Five years ago, a little baby called Charlie bit his old brother Harry’s finger. This might not sound like an earth-shaking event, but because it was filmed and put on YouTube, it became an internet sensation that has, to date, been viewed almost half a billion times. And nothing becomes that popular without someone making a load of money off it, so Harry and Charlie have become an industry all of their own. You can download an app where you can recreate the hilarity of the original video for yourself and play the sounds from it to liven up social situations. Soon, you’ll be able to follow their continuing adventures in a new web video series from Viral Spiral and Rightster, which will presumably pick up from the YouTube videos already posted of the boys enjoying themselves on water slides, logs and trampolines. This might all sound fairly mundane, but the boys’ family have reported made over £300,000 in advertising and follow-on products, all from the popularity of that initial video. With Psy’s Gangnam Style riding high in charts all around the world, there’s still no doubting the power of a viral video, even five years on from a simple finger-biting incident.

Making Twits of themselves

Twitter may have been a normal part of many celebrities’ lives for some time now, but that doesn’t make them any less likely to get themselves into trouble while using it. Last week, Chelsea and England star Ashley Cole found himself in hot water with the Football Association for an angry and foul-mouthed tweet, only sparing himself punishment with a prompt apology. Across the Atlantic, Carolina Panthers star DeAngelo Williams lost his cool with Twitter critics blaming his poor performance for wrecking their NFL Fantasy teams. He hit back, saying: ‘Dear upset fantasy owners with the bad language you are a fantasy owner for a reason because you can’t play or apparently coach!’ Needless to say, this didn’t go down well. Even in the less high-profile world of Under-11s football, TV presenter Terry Christian managed to get himself banned for using his Twitter account to criticise a referee in his son’s game. “I wasn’t saying anything on Twitter that every other Queensgate [his son's team] parent wasn’t saying during and after the match,” he said after hearing from his local FA. Unfortunately for the former star of The Word, the other parents didn’t say the ref was biased to over 36,000 Twitter followers…
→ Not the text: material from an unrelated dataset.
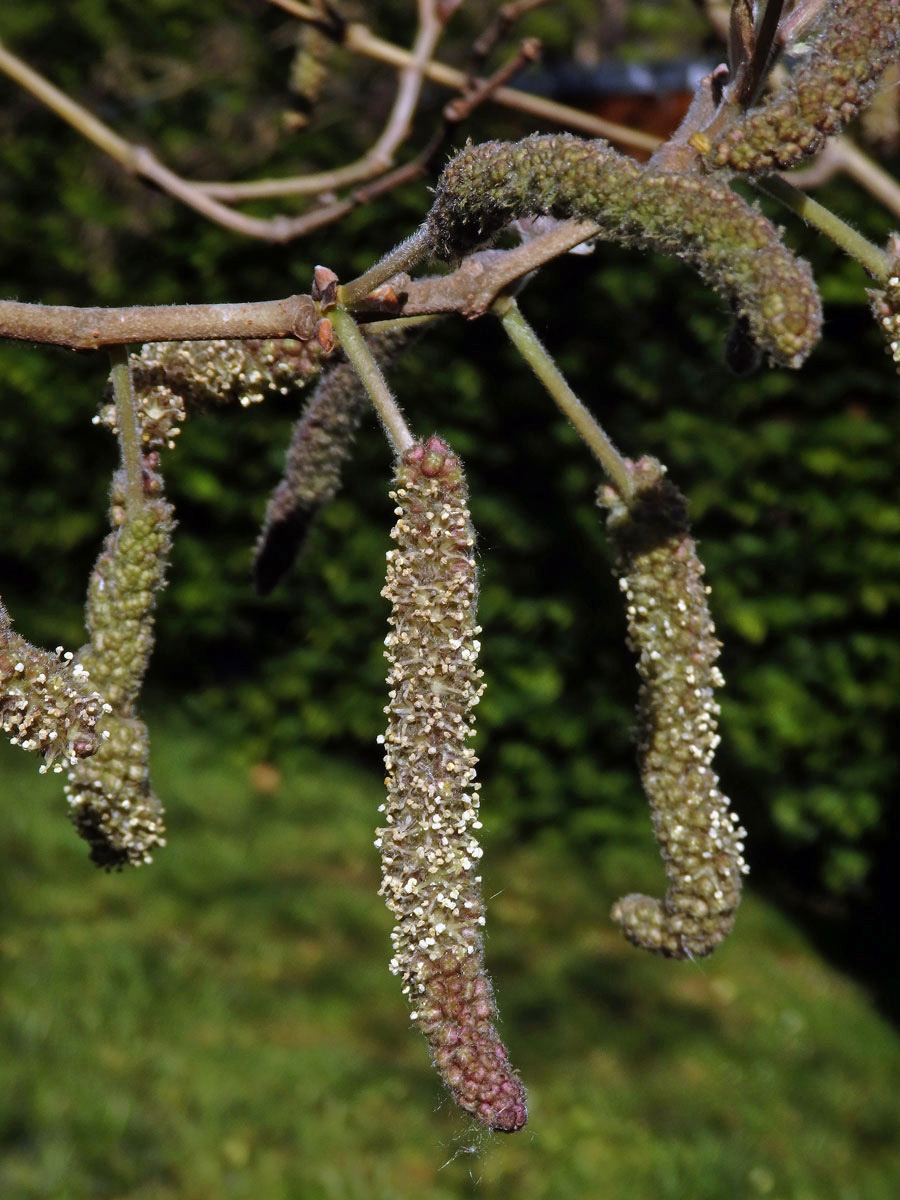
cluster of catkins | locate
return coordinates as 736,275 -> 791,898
0,360 -> 174,870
Pigs (and Angry Birds) in Space

Massively-popular mobile game Angry Birds has spawned plenty of spin-offs, including the recent Bad Piggies, but none have caused as big a splash as next month’s Star Wars version, which was announced this week. With official licensing to use the theme music and characterisations (wrapped around the familiar Angry Birds characters, of course), it’s bound to be another big seller. After all, Star Wars effectively wrote the rule-book on spin-offs and merchandising deals.